The 2013 campaign will mark the eighth consecutive year that the SEC Gymnastics Championship will take place on podium.
“We’re the only conference in the country that is able to do this on the podium,” said Alabama head coach Sarah Patterson, who has led her team to six NCAA team titles, including two consecutive. “I think one of the reasons that we are so tremendously successful in our conference is that, first of all, our conference competition and schedule prepares us for NCAAs. You put us on podium, give us that practice day in that environment and then we get to compete in that environment, I think it puts the Southeastern Conference at a distinct advantage by the time we get to NCAAs.”
Florida head coach Rhonda Faehn, who competed as a student-athlete at UCLA and served as an assistant coach at both Maryland and Nebraska, echoed Patterson’s sentiments, noting the significance of competing on podium at the SEC Championship and how well it prepares the league’s student-athletes for the national championship.
“It’s an absolutely incredible experience,” Faehn said. “There is a different feel for our athletes when they’re on podium and the experience is different. The fact that our conference is able to provide a podium speaks volumes for the SEC, both financially and in giving us the backing to help our conference be the most prepared for the NCAA Championships, and that says a lot.”
Georgia’s first-year head coach Danna Durante, who has served as both the head coach at Cal and as an assistant coach at Nebraska, has been a part of numerous major conference championships, but knows well the edge competing on podium provides the SEC.

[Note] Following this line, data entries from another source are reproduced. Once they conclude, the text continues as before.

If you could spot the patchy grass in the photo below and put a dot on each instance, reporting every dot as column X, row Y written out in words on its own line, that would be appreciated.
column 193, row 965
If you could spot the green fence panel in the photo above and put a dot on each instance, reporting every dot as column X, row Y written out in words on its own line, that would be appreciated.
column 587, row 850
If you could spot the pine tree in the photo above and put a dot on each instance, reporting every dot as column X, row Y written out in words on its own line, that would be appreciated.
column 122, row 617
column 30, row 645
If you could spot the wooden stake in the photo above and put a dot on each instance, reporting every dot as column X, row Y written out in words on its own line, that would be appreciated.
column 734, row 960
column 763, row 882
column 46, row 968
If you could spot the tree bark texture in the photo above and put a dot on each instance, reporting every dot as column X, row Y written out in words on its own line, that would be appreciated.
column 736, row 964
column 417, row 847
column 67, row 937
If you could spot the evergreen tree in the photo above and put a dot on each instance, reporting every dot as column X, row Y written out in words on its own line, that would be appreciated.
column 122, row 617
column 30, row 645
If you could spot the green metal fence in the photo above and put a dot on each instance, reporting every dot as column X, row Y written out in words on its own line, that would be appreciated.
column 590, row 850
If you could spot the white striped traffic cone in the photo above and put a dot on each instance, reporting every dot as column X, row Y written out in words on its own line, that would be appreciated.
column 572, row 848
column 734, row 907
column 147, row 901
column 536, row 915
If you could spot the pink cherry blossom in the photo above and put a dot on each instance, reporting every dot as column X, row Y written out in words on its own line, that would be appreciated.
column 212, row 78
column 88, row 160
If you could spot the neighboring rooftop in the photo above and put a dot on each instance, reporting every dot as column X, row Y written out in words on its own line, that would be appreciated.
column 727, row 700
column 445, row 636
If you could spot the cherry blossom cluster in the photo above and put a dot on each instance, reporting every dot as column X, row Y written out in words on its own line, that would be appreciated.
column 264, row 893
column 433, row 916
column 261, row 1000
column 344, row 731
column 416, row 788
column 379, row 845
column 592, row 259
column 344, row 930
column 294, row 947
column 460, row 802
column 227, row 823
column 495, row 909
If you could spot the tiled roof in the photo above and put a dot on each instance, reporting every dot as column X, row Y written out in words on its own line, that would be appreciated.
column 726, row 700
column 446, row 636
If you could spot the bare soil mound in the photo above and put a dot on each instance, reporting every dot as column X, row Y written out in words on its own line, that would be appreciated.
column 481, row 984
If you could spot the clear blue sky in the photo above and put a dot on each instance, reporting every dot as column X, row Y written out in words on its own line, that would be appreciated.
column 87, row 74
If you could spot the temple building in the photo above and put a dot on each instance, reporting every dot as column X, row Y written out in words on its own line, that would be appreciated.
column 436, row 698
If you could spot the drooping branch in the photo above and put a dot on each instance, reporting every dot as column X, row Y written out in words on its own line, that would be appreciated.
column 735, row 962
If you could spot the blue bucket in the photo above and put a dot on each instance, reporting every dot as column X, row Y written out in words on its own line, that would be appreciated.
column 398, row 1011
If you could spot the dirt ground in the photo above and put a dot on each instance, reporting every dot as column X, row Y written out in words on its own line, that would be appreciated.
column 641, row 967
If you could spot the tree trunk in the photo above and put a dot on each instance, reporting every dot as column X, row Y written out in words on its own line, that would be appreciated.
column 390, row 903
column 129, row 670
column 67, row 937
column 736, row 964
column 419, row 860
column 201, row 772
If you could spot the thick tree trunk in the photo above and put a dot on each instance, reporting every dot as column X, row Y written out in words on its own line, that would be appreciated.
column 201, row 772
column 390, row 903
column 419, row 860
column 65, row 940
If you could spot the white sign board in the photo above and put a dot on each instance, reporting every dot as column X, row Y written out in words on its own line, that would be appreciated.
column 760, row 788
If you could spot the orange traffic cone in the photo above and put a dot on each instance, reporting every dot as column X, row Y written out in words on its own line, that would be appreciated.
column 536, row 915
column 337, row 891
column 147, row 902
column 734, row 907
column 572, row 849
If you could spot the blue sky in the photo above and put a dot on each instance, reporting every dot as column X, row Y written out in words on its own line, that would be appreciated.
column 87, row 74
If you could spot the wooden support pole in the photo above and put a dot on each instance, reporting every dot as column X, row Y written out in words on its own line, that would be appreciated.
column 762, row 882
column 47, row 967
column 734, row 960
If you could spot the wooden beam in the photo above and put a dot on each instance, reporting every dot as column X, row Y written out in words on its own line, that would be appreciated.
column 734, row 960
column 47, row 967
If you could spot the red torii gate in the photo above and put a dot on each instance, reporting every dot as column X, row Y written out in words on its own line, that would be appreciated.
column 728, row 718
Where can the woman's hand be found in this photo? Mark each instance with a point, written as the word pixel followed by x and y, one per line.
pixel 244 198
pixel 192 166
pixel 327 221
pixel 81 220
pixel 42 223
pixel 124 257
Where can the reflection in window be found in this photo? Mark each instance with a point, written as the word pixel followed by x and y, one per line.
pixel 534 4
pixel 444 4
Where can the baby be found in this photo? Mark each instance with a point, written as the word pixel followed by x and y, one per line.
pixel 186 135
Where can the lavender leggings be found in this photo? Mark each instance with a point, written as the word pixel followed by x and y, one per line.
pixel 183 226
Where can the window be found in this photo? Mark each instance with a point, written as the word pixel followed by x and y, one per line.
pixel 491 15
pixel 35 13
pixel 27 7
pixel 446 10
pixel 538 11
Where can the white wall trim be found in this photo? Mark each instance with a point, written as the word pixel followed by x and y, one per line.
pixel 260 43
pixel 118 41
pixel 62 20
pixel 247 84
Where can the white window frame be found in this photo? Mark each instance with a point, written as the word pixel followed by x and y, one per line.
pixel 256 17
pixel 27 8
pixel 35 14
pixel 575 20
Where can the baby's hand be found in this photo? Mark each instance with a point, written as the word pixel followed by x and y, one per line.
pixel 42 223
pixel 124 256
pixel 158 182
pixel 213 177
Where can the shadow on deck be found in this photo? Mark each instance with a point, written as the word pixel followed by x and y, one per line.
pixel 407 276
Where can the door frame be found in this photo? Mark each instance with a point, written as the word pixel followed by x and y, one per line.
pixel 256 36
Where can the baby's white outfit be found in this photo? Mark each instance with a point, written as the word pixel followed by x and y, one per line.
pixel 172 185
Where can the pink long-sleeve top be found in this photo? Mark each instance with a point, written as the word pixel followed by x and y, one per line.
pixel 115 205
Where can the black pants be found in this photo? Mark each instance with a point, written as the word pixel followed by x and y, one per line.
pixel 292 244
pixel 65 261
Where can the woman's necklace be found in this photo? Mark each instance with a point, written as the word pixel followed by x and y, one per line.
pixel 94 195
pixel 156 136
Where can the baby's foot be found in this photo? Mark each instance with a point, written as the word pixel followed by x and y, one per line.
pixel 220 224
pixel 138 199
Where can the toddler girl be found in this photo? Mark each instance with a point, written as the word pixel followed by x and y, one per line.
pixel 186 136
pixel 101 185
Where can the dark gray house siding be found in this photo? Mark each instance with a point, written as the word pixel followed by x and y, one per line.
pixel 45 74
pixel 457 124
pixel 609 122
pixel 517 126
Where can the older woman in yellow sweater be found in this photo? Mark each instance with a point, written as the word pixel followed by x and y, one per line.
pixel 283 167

“This absolutely puts the SEC at a distinct advantage for the NCAA Championships,” Durante said. “From a media perspective and the excitement and the tough competition, all of these teams are incredibly talented and well-coached. You are at a much better place when you come out of this meet. I have been a part of the Pac-12 and the Big 12 and those conferences do a great job but, no question, the SEC is leading the pack.”
The SEC also is the only major conference that contests its gymnastics championship at a neutral site, having moved the championship off-campus beginning with the 2001 edition of the event.
“The neutral site concept is great because I think it does lend fairness,” LSU head coach D-D Breaux said. “I think the level of intensity and focus makes this a premiere event. The focus that the conference has made with the off-campus sites and also the tremendous commitment to the podium adds so much to this competition.”
The SEC Gymnastics Championship, which in 2013 returns to Little Rock for the second time in its history, features a two-session format – determined by seeding based on NCAA regional-qualifying scores – for the first time. The league’s five through eight seeds compete in Saturday’s afternoon session, which begins at 2 p.m. CT, while the top four seeds compete in the evening session, beginning at 6 p.m. CT.
“Our conference is so strong that, even with two sessions, I think that it is important that all of the teams are included in the SEC Championship,” Patterson said. “For the eight teams that we have in our conference, I feel like we are going to hopefully have at least six teams in the NCAA Championships later on in April. Being a member of the Southeastern Conference, it’s all about competing for pride.”